Halfway through her senior season, Rochat quit playing for Pingry.
"I was starting to hate hockey. It was making me miserable," she said.
Rochat continued to play for the other two teams, which practiced once a week and each played one game on the weekends.
One of the reasons Rochat chose Dartmouth was hockey.
"I only looked at schools in the Northeast. I liked Dartmouth's attitude of play hard, work hard," she said. "when you walk into Thompson Arena, you're like, 'whoa.' It's impressive."
Having played under men's hockey rules all her life, once at Dartmouth, Rochat had to adjust to the rules of women's hockey.
One of the most obvious of those rules is that there is no checking allowed in women's hockey.
"It's nice. I used to get slaughtered in high school. I wouldn't even have the puck and I'd be skating along and get blind-sided," she said.
Rochat said playing hockey has been a different experience each year. "I didn't come in with the best attitude because of my experience in high school.

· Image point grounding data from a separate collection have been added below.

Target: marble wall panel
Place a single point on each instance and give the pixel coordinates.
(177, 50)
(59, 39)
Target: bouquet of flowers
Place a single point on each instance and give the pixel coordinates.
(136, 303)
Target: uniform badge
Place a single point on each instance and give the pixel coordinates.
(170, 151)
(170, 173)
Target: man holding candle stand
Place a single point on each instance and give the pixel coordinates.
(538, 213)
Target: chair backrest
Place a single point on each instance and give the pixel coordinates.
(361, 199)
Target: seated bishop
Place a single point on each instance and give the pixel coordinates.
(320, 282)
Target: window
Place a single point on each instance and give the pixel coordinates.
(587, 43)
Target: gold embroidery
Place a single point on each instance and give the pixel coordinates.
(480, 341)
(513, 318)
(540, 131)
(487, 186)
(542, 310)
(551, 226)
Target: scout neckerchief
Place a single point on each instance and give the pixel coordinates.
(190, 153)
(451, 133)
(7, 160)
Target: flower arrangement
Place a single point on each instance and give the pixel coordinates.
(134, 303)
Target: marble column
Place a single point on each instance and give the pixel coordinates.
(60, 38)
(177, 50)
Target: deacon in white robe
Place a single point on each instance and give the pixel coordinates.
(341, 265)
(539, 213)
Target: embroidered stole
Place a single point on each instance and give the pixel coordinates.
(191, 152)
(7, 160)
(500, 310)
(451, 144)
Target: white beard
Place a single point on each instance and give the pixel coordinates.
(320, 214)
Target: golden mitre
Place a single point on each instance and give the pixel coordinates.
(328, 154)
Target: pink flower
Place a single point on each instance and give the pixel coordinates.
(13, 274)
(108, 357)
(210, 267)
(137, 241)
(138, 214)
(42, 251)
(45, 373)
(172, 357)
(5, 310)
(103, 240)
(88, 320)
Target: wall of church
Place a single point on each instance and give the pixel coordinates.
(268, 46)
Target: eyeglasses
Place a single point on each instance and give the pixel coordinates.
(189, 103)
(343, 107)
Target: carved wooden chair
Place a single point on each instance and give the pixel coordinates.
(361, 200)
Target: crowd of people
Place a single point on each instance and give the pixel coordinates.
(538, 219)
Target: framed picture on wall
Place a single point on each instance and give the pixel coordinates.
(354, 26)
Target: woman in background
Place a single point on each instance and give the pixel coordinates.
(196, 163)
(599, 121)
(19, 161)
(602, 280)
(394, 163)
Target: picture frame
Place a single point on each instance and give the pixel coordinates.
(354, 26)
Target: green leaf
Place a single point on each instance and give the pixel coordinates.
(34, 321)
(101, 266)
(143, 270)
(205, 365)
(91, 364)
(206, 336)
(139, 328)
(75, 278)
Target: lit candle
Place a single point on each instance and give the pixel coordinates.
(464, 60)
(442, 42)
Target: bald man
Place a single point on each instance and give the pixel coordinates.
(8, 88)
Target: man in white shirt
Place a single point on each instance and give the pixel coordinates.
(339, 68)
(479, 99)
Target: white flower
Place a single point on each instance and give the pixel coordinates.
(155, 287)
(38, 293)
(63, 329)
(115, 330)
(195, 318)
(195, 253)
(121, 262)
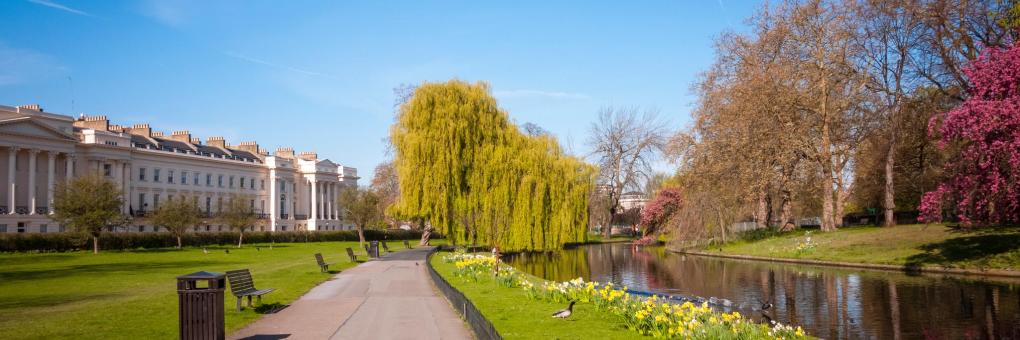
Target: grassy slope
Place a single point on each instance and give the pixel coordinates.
(915, 245)
(133, 294)
(517, 317)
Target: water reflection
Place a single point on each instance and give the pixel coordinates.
(828, 302)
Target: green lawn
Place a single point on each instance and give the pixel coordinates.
(517, 317)
(934, 245)
(133, 294)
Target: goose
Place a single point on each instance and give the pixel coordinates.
(564, 312)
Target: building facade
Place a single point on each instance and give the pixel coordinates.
(39, 149)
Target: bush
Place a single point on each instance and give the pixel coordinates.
(118, 241)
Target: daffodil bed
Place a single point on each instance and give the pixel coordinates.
(613, 311)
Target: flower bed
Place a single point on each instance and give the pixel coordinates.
(650, 317)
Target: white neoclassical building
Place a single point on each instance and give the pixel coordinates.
(39, 149)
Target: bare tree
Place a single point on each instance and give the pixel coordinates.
(624, 144)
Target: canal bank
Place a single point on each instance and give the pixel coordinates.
(895, 268)
(832, 302)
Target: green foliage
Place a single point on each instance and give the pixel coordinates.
(176, 215)
(361, 206)
(88, 204)
(118, 241)
(465, 168)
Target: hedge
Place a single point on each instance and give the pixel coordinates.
(119, 241)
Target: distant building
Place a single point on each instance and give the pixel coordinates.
(38, 149)
(633, 199)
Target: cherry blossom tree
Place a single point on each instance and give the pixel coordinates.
(982, 183)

I didn't even know to go to bed early the night before a game,"Rochat said.
Sophomore year, Rochat "started getting a little more serious." That year, 1993, the team won the Ivy League championship and made it as far as the semifinals in the Eastern College Athletic Conference tournament, one step further than it went this year.

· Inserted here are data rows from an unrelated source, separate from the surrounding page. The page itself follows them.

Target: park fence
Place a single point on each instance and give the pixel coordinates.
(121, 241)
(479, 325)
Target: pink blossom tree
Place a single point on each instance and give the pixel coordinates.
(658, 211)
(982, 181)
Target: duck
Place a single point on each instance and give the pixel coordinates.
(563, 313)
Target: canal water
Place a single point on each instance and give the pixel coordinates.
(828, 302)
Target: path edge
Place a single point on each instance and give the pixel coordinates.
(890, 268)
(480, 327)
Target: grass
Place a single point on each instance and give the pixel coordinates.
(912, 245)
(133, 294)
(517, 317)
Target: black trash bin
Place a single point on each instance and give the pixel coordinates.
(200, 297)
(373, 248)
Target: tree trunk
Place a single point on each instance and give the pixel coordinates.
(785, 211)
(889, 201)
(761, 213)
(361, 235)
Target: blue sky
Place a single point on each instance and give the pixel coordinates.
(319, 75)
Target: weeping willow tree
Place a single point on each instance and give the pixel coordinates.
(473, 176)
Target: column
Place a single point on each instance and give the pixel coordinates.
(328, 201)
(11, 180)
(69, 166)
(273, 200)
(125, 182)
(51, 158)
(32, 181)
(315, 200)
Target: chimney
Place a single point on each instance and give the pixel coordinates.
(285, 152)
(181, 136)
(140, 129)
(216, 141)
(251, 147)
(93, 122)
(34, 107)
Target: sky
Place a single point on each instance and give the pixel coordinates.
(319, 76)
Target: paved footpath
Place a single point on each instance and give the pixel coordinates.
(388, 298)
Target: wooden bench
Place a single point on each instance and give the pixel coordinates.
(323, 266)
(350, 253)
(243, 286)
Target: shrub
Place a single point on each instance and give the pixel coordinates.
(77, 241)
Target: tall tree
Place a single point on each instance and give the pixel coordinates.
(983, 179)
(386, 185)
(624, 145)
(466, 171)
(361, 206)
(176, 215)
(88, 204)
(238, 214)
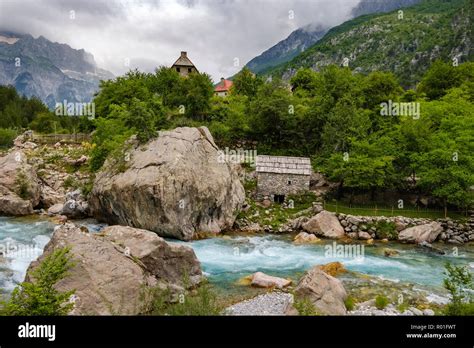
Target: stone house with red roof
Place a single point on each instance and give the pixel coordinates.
(183, 65)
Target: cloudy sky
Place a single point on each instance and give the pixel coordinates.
(218, 34)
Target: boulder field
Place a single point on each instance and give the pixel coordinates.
(114, 270)
(175, 185)
(19, 189)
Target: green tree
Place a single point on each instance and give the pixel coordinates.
(441, 77)
(198, 93)
(459, 283)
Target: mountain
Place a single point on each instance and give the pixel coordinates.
(304, 37)
(431, 30)
(51, 71)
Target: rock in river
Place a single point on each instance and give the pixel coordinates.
(176, 185)
(325, 224)
(113, 269)
(421, 233)
(263, 280)
(325, 292)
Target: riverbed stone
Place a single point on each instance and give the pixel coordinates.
(109, 279)
(305, 238)
(325, 292)
(263, 280)
(19, 188)
(177, 185)
(421, 233)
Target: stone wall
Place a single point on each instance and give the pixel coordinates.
(278, 184)
(453, 231)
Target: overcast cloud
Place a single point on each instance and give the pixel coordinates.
(152, 33)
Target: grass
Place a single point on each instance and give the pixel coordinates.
(410, 212)
(305, 307)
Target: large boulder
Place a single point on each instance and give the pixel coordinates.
(114, 270)
(172, 262)
(76, 206)
(324, 224)
(19, 189)
(176, 185)
(421, 233)
(50, 197)
(326, 293)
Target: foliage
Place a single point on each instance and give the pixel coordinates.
(381, 302)
(7, 135)
(460, 285)
(246, 83)
(40, 297)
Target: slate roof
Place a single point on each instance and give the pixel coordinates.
(284, 165)
(183, 60)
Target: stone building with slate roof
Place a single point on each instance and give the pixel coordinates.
(183, 65)
(280, 176)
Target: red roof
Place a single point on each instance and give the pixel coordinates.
(223, 86)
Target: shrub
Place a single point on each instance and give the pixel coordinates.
(7, 136)
(349, 303)
(39, 297)
(460, 286)
(305, 307)
(381, 302)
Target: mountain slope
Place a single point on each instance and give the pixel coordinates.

"I think we were ranked second in the nation. It was a year second only to this one," she said.
While the team had a slightly better year in 1993, Rochat felt more satisfaction this year because of the team's dynamics and expectations.
"Our team this year is a really close team," she said.Rochat also mentioned that they "were underdogs" going into the season.
"This year is the first year I feel that I really played to my potential. I wish I had earlier. Hockey would have been a lot better if I had," Rochat said.
One reason for Rochat's increased enthusiasm in the team was her new responsibilities. As the captain and only senior on the team, Rochat was forced to provide much of the team's leadership.
Rochat's coach, George Crowe said "She's progressed a great deal since her freshman year. Every year she's gotten better and better and she played very good hockey this year. Being captain really helped her. It added more responsibility."
"Rocket was a wonderful captain and is a really special person. We'll miss her not only for her skills on the ice, but also for her leadership and calm off the ice," teammate Sarah Lenczner '97 said. "She was always laid back, always in control, and never got worked up about team crises the way that it is so easy to do."
While she enjoyed providing the senior leadership, Rochat realizes now that it does have its drawbacks.
"Right now it's really hard [being the only senior] because I don't have anyone to go through leaving with," she said.
"We have had captains in the past who were not necessarily leaders, but that wasn't the case with Roach," Lenczner said. "I think that every member of the team trusted her and considered her not only our captain, but our leader as well.
As for the future, Rochat, who is majoring in government and minoring in economics, has no specific plans for after graduation yet.
Rochat briefly went through corporate recruiting, but she is now thinking of both law school and journalism school.
"For a year, I don't know, I want to have fun," she said.
This fun may include playing on a hockey team in Switzerland. Rochat said the Swiss national team is not as strong as the United States national team, and because her father is Swiss, she hopes to be able to play on it.
Because the hockey team was so close this year and because of the success of the season, Rochat said she is really sad right now to leave.
"But I wouldn't trade this year for the world. It was so much fun," she said.
Rochat will be missed. "She was one of our top two point-getters and one of our main go to players. She played on the top line, on the power play, and man down," Crowe said of Rochat. "You couldn't ask too much more of anybody."